Mexican police copter crosses border; shots just miss U.S. agents
WASHINGTON – A Mexican law enforcement helicopter crossed into U.S. airspace and fired two shots, just missing American Border Patrol agents and prompting a quick apology from Mexican authorities in what is the second incursion this year of Mexican forces into United States territory, U.S. law enforcement officials said Friday.
The incident, now the subject of an FBI criminal investigation, occurred about 5:45 a.m. Thursday in southern Arizona, about 100 yards north of the U.S.-Mexico border, as Mexican law enforcement officers were chasing kidnapping suspects trying to escape into the United States, U.S. officials said.
No one was injured, U.S. officials said, but gunfire came within 15 yards of two U.S. Border Patrol agents and their vehicle near the town of San Miguel, Arizona.
According to U.S. agents, Mexican authorities immediately apologized and said the shots were a mistake. But Mexican officials disputed the American version of events, saying their officers had not fired and the gunshots had come from the suspects.
In a similar incursion in January, two heavily armed Mexican soldiers crossed into Arizona near the same spot and drew their weapons on U.S. Border Patrol officers. No one was injured in that incident either, and Mexican soldiers retreated back across the border.
Mexican authorities called the January incident an “isolated and unintended occurrence,” saying soldiers simply didn’t see signs marking the border crossing. They also said that U.S. law enforcement officials occasionally cross into Mexico as well.

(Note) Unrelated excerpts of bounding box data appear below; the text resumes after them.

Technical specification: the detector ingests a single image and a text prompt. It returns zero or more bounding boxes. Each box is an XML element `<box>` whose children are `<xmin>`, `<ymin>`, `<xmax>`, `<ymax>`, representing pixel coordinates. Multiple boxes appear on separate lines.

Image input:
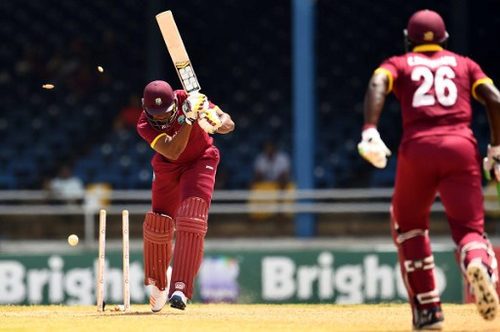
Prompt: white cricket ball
<box><xmin>68</xmin><ymin>234</ymin><xmax>78</xmax><ymax>247</ymax></box>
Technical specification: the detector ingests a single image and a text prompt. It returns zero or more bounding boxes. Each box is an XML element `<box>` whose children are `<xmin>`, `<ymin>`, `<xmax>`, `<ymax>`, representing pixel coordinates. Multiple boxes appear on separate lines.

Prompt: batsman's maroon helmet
<box><xmin>142</xmin><ymin>81</ymin><xmax>175</xmax><ymax>115</ymax></box>
<box><xmin>404</xmin><ymin>9</ymin><xmax>448</xmax><ymax>45</ymax></box>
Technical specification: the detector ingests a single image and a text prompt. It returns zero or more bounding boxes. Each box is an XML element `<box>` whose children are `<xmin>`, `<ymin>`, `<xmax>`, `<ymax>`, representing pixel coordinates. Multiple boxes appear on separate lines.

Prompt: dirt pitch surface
<box><xmin>0</xmin><ymin>304</ymin><xmax>500</xmax><ymax>332</ymax></box>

In the latest incident, Tomas Zeron, director of the criminal investigations division of Mexico’s federal attorney general’s office in Mexico City, denied that shots were fired from the helicopter and that instead the aircraft was fired upon by Mexican smugglers on the ground.
“I don’t think we crossed the border because we had our navigators along,” Zeron said at a news conference.

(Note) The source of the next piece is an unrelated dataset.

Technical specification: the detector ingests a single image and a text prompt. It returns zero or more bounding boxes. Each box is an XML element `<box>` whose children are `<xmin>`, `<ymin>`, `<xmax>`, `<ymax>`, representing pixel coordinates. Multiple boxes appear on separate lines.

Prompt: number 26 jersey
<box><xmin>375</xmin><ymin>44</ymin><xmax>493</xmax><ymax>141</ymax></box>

Zeron said the Mexican federal police and the army were involved in an operation near the Arizona border to rescue 39 migrants who had been kidnapped by drug cartel operatives. The operation took place at a ranch called La Sierrita, in the town of Altar in Sonora state, about 150 yards from the border, Zeron said.
FBI agents in Arizona have launched a criminal investigation to determine why the shots were fired so close to the U.S. agents, a U.S. official said.